The Appellate Court’s Rejection
On appeal, the defendants mounted a three-pronged challenge against the contempt order, arguing that the trial court’s finding on their ability to pay was not supported by competent evidence, that the order constituted an unconstitutional form of imprisonment for debt, and that they were not in continuing violation of the TRO at the time of the hearing. The North Carolina Court of Appeals systematically dismantled each of these arguments. The appellate judges ruled that the detailed testimony regarding the ownership structure and sale potential of the AAPC provided more than sufficient evidence for the trial court to conclude that the defendants could take reasonable measures to comply. Furthermore, the court clarified a critical legal distinction, stating that the risk of imprisonment did not stem from the debt itself but from the willful disobedience of a lawful court order, rendering the state constitution’s prohibition on imprisonment for debt inapplicable in this case. Finally, it affirmed that the defendants, who carried the burden of proof, had failed to demonstrate that they had reversed the improper transfers or otherwise complied with the TRO, thereby sealing the fate of their appeal.

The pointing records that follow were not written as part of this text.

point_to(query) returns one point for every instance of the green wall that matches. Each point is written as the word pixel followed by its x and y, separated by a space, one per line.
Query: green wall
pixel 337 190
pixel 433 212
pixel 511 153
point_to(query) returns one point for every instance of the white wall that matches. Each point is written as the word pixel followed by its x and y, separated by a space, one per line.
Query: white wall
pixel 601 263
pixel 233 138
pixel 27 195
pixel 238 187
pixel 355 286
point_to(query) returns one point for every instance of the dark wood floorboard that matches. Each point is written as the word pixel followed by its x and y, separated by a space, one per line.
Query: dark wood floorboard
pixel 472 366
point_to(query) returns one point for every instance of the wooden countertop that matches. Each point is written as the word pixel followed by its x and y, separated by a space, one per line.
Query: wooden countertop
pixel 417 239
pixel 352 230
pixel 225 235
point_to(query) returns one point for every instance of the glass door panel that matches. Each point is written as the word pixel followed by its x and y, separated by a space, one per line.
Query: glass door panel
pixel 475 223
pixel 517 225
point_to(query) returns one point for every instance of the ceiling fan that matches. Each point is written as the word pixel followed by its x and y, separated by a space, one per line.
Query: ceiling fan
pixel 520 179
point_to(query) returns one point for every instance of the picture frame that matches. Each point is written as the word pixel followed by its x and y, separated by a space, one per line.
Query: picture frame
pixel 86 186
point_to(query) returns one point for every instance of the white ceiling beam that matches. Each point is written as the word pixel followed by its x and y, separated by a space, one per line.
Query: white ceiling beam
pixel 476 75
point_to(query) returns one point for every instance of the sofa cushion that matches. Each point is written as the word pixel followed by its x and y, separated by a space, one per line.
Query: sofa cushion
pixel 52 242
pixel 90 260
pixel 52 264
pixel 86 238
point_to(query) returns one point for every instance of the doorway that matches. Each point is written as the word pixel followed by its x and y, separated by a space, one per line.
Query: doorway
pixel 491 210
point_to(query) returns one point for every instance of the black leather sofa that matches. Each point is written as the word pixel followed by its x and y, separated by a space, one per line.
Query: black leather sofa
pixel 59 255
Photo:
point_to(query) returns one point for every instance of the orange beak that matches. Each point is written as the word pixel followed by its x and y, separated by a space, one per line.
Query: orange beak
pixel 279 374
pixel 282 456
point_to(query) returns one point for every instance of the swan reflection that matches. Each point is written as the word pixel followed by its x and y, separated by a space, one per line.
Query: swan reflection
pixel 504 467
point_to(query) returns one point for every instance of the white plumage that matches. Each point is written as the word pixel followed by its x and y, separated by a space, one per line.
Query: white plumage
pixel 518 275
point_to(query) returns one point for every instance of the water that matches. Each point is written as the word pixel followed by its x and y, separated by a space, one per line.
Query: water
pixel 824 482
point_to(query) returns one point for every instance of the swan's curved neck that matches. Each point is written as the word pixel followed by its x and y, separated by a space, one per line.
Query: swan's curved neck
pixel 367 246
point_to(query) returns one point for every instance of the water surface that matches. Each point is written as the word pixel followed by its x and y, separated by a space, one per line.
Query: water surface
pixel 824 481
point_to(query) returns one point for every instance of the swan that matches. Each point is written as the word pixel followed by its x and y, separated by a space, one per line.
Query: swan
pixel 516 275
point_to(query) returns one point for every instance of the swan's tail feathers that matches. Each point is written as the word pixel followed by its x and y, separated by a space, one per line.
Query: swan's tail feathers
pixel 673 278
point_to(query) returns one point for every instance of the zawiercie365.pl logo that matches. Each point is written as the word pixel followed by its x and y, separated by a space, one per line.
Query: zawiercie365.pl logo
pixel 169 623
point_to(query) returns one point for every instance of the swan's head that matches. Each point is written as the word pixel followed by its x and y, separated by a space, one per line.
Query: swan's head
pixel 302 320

A Stern Warning for Corporate Governance
The appellate court’s decision in this matter delivered a profound and unequivocal message to corporate executives, boards, and financiers, particularly those operating within byzantine corporate structures. It established that in the context of an insurer rehabilitation or liquidation, courts would not hesitate to enforce asset-protection orders with uncompromising rigor. The judiciary demonstrated a clear willingness to pierce through complex legal arrangements and scrutinize all related-party transactions with a high degree of skepticism. This ruling affirmed that entities under such orders are expected to leverage all available corporate assets and economic interests to comply with judicial mandates. Ultimately, the case concluded by setting a higher standard for accountability, signaling that intricate financial engineering cannot serve as a defense against the fundamental obligation to obey the rule of law.